Central Pacific Bank, which suspended its dividend more than four years ago amid a struggle to survive, is bringing it back after the company’s 10th consecutive profitable quarter.
After losing $703.1 million from 2008 to 2010, the state’s fourth-largest bank has resurrected itself since being recapitalized with $325 million in February 2011 from private equity funds and investors.
The bank’s earnings momentum continued in the second quarter with net income rising 32 percent to $14.3 million, or 34 cents a share, said parent company Central Pacific Financial Corp. in a report scheduled for release today. The earnings easily beat analysts’ estimates of 29 cents a share as well as its year-earlier profit of $10.8 million, or 26 cents a share.
"As a result of our strong capital positions and earnings consistency, we elected to reinstate dividend payments at this time, subject to ongoing board review," Central Pacific President and CEO John Dean said.
Central Pacific’s board of directors declared a quarterly dividend of 8 cents a share that represents an annualized yield of 1.7 percent based on Wednesday’s closing price of $18.74. It will be payable Sept. 16 to shareholders of record at the close of business on Aug. 30. The bank had suspended its dividend in the first quarter of 2009.
The reinstatement of the dividend marks another milestone in the turnaround of the bank, which had $496 million in nonperforming assets — loans delinquent for 90 days or more — when Dean took the reins during the first quarter of 2010. Since then, Dean and his team have aggressively been reducing those problem loans by selling them or restructuring the terms.
Central Pacific’s nonperforming assets were $60.9 million at the end of the second quarter, down from $75.3 million at the end of the first quarter and down from $170.3 million on June 30, 2012.
"While it’s no longer the main challenge (for the bank), we’re still able to show good improvement in our asset quality," Dean said.
The bank, which was burned by the real estate meltdown, said in late 2009 that it would stop pursuing new loans on the mainland — primarily in California — and focus on Hawaii. At the end of last quarter, it had $196 million in outstanding loans on the mainland, with $22 million nonperforming. In Hawaii, the bank had about $2.2 billion in loans, with $38 million of that overdue by 90 days or more.
Even as the bank sheds problem loans, it continues to grow its loan portfolio.
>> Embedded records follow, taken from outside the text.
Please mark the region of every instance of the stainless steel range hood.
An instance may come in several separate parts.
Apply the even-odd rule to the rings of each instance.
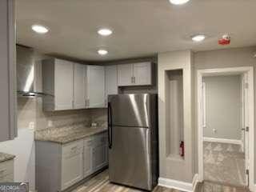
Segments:
[[[22,46],[17,46],[16,48],[18,96],[43,96],[41,81],[36,78],[37,76],[41,77],[41,66],[36,63],[34,50]],[[39,72],[38,75],[37,72]]]

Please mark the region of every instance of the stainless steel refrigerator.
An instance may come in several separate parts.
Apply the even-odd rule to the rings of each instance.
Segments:
[[[108,98],[109,174],[114,183],[151,190],[158,178],[157,94]]]

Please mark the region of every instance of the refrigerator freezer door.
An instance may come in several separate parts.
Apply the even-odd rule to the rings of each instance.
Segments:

Total loans and leases rose 12.9 percent last quarter to $2.4 billion from $2.1 billion in the year-earlier period.
"We saw more of the growth happening in the residential mortgage and consumer loans," Chief Banking Officer Lance Mizumoto said. "We are participating in several of the construction projects, and in concert with that, we’re working with the developer to be a preferred lender on the residential mortgage takeouts with several projects."
Low interest rates have been pushing down banks’ net interest margins — the spread between loan and deposit rates. But Central Pacific was able to improve its margin to 3.23 percent from 3.17 percent in the year-earlier quarter because the bank was able to recover $1.7 million in interest from previously nonperforming loans. Without it, the bank’s net interest margin would have been 3.07 percent, or roughly the same as the 3.06 percent it was in the first quarter of this year.
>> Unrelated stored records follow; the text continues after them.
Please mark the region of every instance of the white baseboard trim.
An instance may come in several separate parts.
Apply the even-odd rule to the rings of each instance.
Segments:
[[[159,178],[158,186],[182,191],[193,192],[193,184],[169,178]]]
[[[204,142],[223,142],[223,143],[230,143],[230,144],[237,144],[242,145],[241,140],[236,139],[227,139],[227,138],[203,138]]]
Including the recovery of the loan interest, the bank’s net interest income rose 9.6 percent last quarter to $33.2 million from $30.3 million. Central Pacific also boosted its net interest income by shifting assets from investment securities to loans because of the loan growth.
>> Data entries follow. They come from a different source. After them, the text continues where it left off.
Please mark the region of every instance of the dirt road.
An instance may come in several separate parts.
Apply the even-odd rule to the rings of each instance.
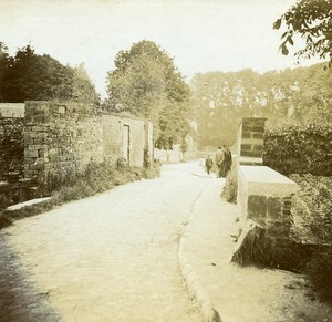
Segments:
[[[18,221],[4,230],[39,293],[64,321],[201,321],[178,240],[209,178],[181,164]],[[38,305],[38,303],[37,303]]]

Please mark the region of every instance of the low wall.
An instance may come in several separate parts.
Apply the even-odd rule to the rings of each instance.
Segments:
[[[187,150],[181,152],[180,144],[175,144],[173,149],[154,149],[154,158],[160,163],[180,163],[197,158],[196,142],[194,138],[187,138]]]
[[[266,166],[239,166],[238,211],[241,227],[248,219],[269,235],[287,238],[291,225],[291,196],[298,185]]]
[[[152,146],[148,124],[81,104],[25,102],[24,176],[80,172],[120,157],[142,167],[144,148]]]
[[[0,117],[0,180],[9,170],[23,173],[23,117]]]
Noninterest income, which includes service charges and fees, increased 30.8 percent to $17.8 million from $13.6 million, primarily due to the net gain on the sales of $7.7 million in foreclosed assets.
Central Pacific’s earnings included the reversal of $227,000 it had set aside for potential loan losses, but that was far less than amounts it had taken over the previous nine quarters. A year ago, its reversal was $6.6 million.
During the quarter, the bank increased its assets 11.3 percent to $4.7 billion and its deposits 8.2 percent to $3.9 billion.
Central Pacific, which had 902 employees as of June 30, said it plans to add another branch — its 36th — later this year in Kapaa, Kauai.
It also said there are still several sites being considered in Kailua to relocate its existing branch there but that a decision likely won’t be made until next year. One of those sites under consideration, a former Arby’s sandwich shop, is still being explored because of some preliminary indications that there may be iwi, or human remains, at the site, Dean said.